Os meses de novembro e dezembro entraram para a história do Judiciário catarinense. As condenações a prisão do deputado estadual Romildo Titon, ex-presidente da Assembleia Legislativa, e do ex-deputado estadual e ex-prefeito de Lages, Elizeu Mattos, ambos do MDB, são as primeiras do Tribunal de Justiça envolvendo figuras políticas de vulto.
Avaliação do próprio presidente do TJ-SC, desembargador Rodrigo Collaço. Tanto Titon quando Elizeu negam as acusações e recorrem das decisões.

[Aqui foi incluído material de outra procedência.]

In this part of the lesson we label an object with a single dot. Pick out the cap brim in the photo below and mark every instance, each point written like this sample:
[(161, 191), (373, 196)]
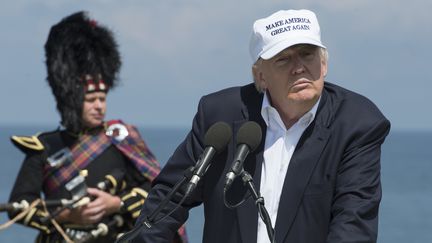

Estão, por enquanto, livres da prisão por causa da mudança de entendimento do Supremo Tribunal Federal (STF) sobre o início do cumprimento das penas já na condenação em segunda instância. No caso de Elizeu, a condenação veio antes de decisão do STF e o início da pena acabou sendo transformada em prisão preventiva pela 3ª Câmara – depois revogada em habeas corpus pelo ministro Gilmar Mendes, que entendeu não existir base para a medida.
As condenações tiveram como base operações do Gaeco, lideradas pelo MP-SC, e atingiram os emedebistas no auge do poder político. Em 2013, a Operação Fundo do Poço foi deflagrada com Titon prestes a assumir a presidência da Assembleia – o que acabou acontecendo, mas não como ele projetava. Em 2014, a Operação Águas Limpas não só afastou Elizeu da prefeitura por quase um ano, como o manteve preso durante boa parte desse tempo.
Políticos trocam de partido, partidos mudam de nome: uma tendência que deve continuar em 2020

Com o sistema partidário de 33 legendas registradas praticamente em colapso depois da onda de renovação política de 2018, lideranças e as próprias legendas usaram o ano para adaptações e reorientações. Assim, mesmo sem janela de torca de partido, diversos nomes procuraram nova morada – alguns já citados nos tópicos anteriores. Quem praticamente deu a largada por o ex-prefeito blumenauense Napoleão Bernardes, candidato a vice na chapa de Mauro Mariani (MDB) em 2018, que trocou o PSDB pelo PSD – onde é colocado como possível nome para o governo em 2022. Outras mudanças importantes aconteceram. O prefeito chapecoense Luciano Buligon decidiu entrar no DEM depois de ser expulso do PSB por apoiar Jair Bolsonaro. Em Blumenau e Balneário Camboriú, os prefeitos Mário Hildebrant e Fabrício de Oliveira deixaram o PSB e ainda não anunciaram a legenda pela quais disputam a reeleição – deve ser o Podemos. Na Alesc, Bruno Souza foi para o Novo, enquanto Nazareno Martins está com um pé no Podemos; Ivan Naatz conseguiu no TRE-SC o direito de deixar o PV e já atua como PL. Além deles, o deputado estadual Kennedy Nunes analisa propostas enquanto espera carta de autorização do PSD nacional para deixar o partido. Olhando para a disputa pela prefeitura da Capital, o vereador Pedrão (PP) já foi conquistado pelo senador Jorginho Mello para o PL. Enquanto os políticos se mexem, os partidos também tentam mudar alguma coisa. O PR voltou a se chamar PL – havia mudado de nome em 2006. O PRB passou a ser Republicanos, enquanto o PPS virou Cidadania. O próximo ano deve reservar mais algumas dessas – espera-se que nem todas meramente cosméticas.